Волчьи глаза того выражают замешательство, шерсть на его загривке поднимается, губы собираются складками - он рычит, но в этом рычании нет торжества, зато Родерик улавливает в нем что-то, больше похожее на страх.
Вслед за ножом падает и он - на четвереньки, низко опуская голову, почти к самому деревянному полу, от которого идет застарелая вонь давно пролитой и высохшей крови.

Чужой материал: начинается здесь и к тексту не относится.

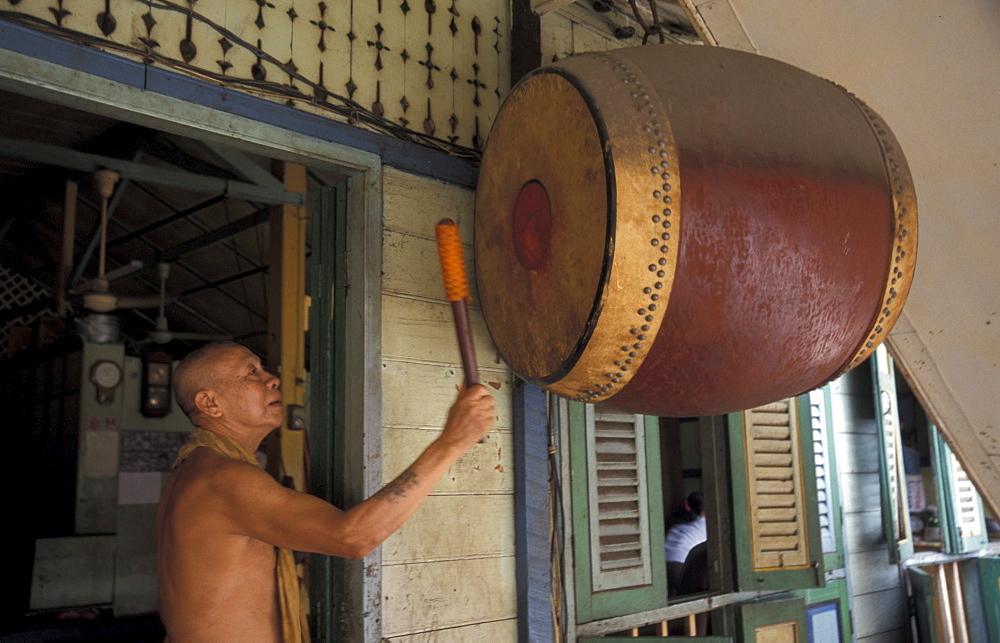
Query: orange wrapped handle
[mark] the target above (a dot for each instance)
(456, 286)
(456, 289)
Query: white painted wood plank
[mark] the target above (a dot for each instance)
(416, 204)
(487, 468)
(452, 528)
(419, 395)
(864, 530)
(860, 492)
(871, 572)
(857, 452)
(505, 630)
(880, 614)
(423, 331)
(426, 596)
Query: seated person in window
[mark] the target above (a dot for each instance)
(688, 531)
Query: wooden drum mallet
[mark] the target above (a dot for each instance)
(456, 288)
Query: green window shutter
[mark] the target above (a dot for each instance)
(925, 610)
(963, 523)
(775, 518)
(827, 484)
(617, 512)
(828, 612)
(766, 620)
(895, 510)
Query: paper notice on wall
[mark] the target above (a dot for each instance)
(100, 456)
(139, 487)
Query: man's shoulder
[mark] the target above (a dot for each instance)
(208, 468)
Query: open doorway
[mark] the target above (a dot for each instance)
(171, 251)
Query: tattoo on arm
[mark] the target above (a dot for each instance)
(397, 489)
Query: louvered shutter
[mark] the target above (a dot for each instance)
(774, 491)
(773, 620)
(963, 523)
(827, 486)
(895, 510)
(616, 487)
(618, 515)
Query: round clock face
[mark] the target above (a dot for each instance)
(106, 374)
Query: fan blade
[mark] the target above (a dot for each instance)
(149, 301)
(118, 273)
(207, 337)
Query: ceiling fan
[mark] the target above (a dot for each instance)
(161, 333)
(97, 297)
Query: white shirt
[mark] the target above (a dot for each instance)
(682, 537)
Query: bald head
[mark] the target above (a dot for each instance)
(197, 372)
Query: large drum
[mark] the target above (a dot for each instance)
(682, 230)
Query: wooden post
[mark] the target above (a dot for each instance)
(287, 317)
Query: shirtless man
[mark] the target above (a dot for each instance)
(220, 519)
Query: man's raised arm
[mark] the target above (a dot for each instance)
(260, 508)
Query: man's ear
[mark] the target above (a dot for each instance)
(207, 403)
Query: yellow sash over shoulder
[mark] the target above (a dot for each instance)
(293, 629)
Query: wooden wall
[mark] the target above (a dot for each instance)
(878, 595)
(448, 574)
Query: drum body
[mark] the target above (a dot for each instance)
(682, 231)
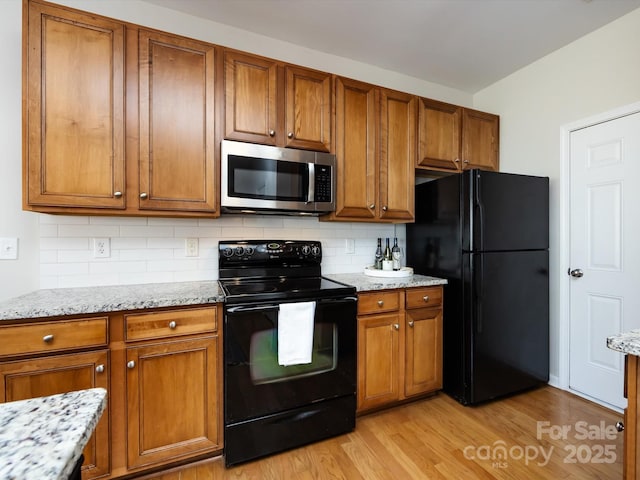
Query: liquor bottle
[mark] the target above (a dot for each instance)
(395, 254)
(378, 258)
(387, 251)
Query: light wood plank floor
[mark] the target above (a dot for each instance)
(437, 438)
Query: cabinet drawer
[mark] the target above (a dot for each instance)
(378, 302)
(143, 326)
(423, 297)
(53, 336)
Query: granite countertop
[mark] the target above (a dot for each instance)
(365, 283)
(87, 300)
(43, 438)
(628, 342)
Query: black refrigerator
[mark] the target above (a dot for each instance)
(487, 233)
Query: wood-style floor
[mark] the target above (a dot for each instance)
(546, 434)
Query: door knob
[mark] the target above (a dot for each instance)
(576, 273)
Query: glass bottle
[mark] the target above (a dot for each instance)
(378, 258)
(395, 254)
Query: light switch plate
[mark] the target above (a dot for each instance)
(8, 248)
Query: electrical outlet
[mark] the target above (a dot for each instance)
(8, 248)
(191, 247)
(349, 245)
(101, 248)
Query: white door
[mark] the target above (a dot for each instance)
(605, 253)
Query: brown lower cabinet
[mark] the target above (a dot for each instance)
(399, 345)
(162, 371)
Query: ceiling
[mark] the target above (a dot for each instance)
(463, 44)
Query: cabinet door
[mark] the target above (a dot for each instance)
(307, 109)
(251, 89)
(480, 140)
(73, 110)
(439, 130)
(177, 153)
(423, 363)
(356, 149)
(378, 359)
(51, 375)
(397, 155)
(172, 401)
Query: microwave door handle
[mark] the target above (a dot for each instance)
(312, 183)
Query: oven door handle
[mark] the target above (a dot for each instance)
(251, 309)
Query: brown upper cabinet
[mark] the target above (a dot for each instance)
(177, 145)
(375, 153)
(456, 138)
(85, 78)
(73, 109)
(272, 103)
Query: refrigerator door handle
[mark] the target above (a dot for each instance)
(480, 223)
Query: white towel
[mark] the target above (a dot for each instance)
(295, 333)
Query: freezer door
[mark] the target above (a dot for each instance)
(504, 211)
(510, 323)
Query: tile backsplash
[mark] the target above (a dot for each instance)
(152, 250)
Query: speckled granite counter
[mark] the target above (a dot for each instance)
(364, 283)
(628, 342)
(43, 438)
(86, 300)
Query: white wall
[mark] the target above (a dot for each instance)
(596, 73)
(56, 251)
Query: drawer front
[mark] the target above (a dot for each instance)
(53, 336)
(378, 302)
(423, 297)
(143, 326)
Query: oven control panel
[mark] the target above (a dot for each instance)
(268, 251)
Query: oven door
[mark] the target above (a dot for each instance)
(256, 385)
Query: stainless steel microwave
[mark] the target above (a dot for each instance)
(266, 179)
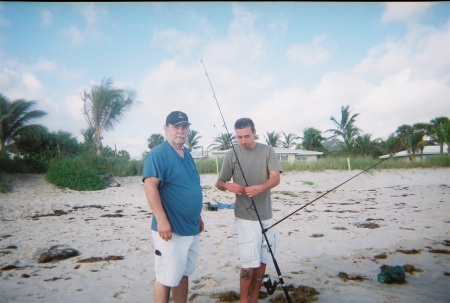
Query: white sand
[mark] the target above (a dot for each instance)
(411, 207)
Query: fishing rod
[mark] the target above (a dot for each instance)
(327, 192)
(267, 283)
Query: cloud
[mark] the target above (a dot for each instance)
(173, 40)
(311, 54)
(407, 12)
(92, 16)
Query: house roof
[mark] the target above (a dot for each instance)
(428, 150)
(280, 150)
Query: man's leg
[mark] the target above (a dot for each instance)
(246, 278)
(180, 292)
(257, 282)
(160, 293)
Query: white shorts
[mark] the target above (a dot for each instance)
(253, 249)
(175, 258)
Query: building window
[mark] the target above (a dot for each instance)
(300, 158)
(283, 158)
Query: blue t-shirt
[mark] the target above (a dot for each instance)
(179, 188)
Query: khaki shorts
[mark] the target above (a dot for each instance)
(253, 249)
(175, 258)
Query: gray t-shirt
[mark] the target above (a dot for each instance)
(256, 163)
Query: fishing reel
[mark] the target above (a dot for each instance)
(267, 282)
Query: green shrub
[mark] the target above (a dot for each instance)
(5, 183)
(75, 174)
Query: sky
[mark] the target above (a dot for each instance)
(286, 65)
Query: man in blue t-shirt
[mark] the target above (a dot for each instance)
(173, 191)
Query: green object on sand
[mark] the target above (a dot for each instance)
(392, 274)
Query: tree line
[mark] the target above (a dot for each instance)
(104, 105)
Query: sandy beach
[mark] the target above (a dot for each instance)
(336, 245)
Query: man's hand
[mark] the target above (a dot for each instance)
(165, 230)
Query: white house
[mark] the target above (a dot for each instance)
(283, 154)
(428, 151)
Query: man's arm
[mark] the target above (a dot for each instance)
(154, 201)
(230, 186)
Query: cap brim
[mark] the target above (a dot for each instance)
(182, 122)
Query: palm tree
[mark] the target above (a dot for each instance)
(446, 135)
(289, 140)
(346, 127)
(105, 106)
(436, 131)
(391, 146)
(223, 142)
(155, 140)
(364, 145)
(89, 139)
(272, 139)
(312, 140)
(415, 143)
(14, 119)
(192, 140)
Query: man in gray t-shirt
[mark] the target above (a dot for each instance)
(259, 171)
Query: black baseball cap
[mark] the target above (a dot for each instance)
(177, 117)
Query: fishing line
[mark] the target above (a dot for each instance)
(327, 192)
(280, 277)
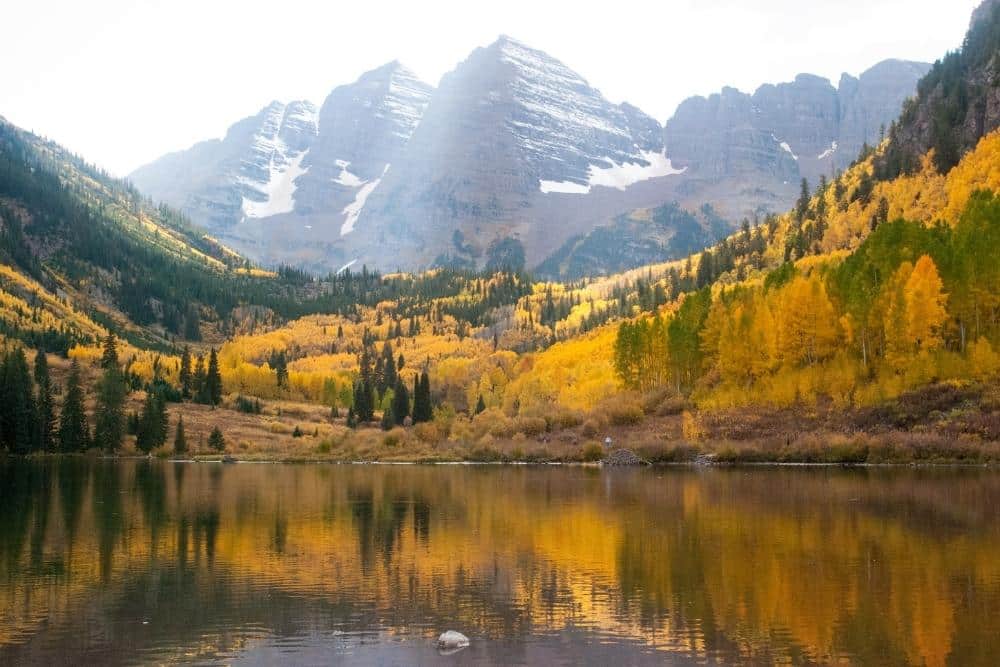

Пальцы кривятся, царапают доски, спина выгибается.
Родерик отбрасывает амулет в сторону Эйлинед, и волчья голова на оборванном шнурке скользит к ее сапогам, чтобы удариться о носок.
Серый провожает амулет взглядом, но уже не кидается за ним: оскалившись, он перемещается в сторону, выбирая направление удара, и Родерик наблюдает за ним исподлобья, чувствуя, как по телу прокатываются волны предвкушения. Его спина выгибается еще сильнее, плечи выворачиваются, кости черепа трансформируются сложнее всего, вырывая сдавленный стон, переходящий в рычание, пальто, свитер - все рвется, когда тело меняется, переставая быть человеческим.
И когда Серый вновь кидается вперед, его встречает второй волк - не оборотень, но и не человек, а то, что вытащил оберег из Родерика.
Сталкиваясь в прыжке, звери катятся по полу, сшибая и громя чудом уцелевшую после падения со стола посуду, задевают нехитрую меблировку избы. Оскаленные пасти рвут, стремясь добраться до горла, пряная кровь омывает горячие языки, блестит на темной шерсти, пятнает половицы. Рычание сливается в унисон, мощные когти на лапах скользят по дереву, оставляя глубокие царапины, вырывают клоки шерсти, дерут плоть.
Серый и мощнее, и более опытен в драке с себе подобными, но Родерик не сомневается в победе, как не сомневался в смерти абасы - биение пульса Эйлинед все еще здесь, в нем, и его сердце бьется синхронно, в том же ритме, и ничто не уйдет, ничто не спасется от них двоих. От того единства, которое они делят пополам, которым являются, которому так долго не было места в жизнях тех, других, слабых и сомневающихся, что теперь накопленные силы намного превосходят все, что могла противопоставить им Агафья или может противопоставить Серый.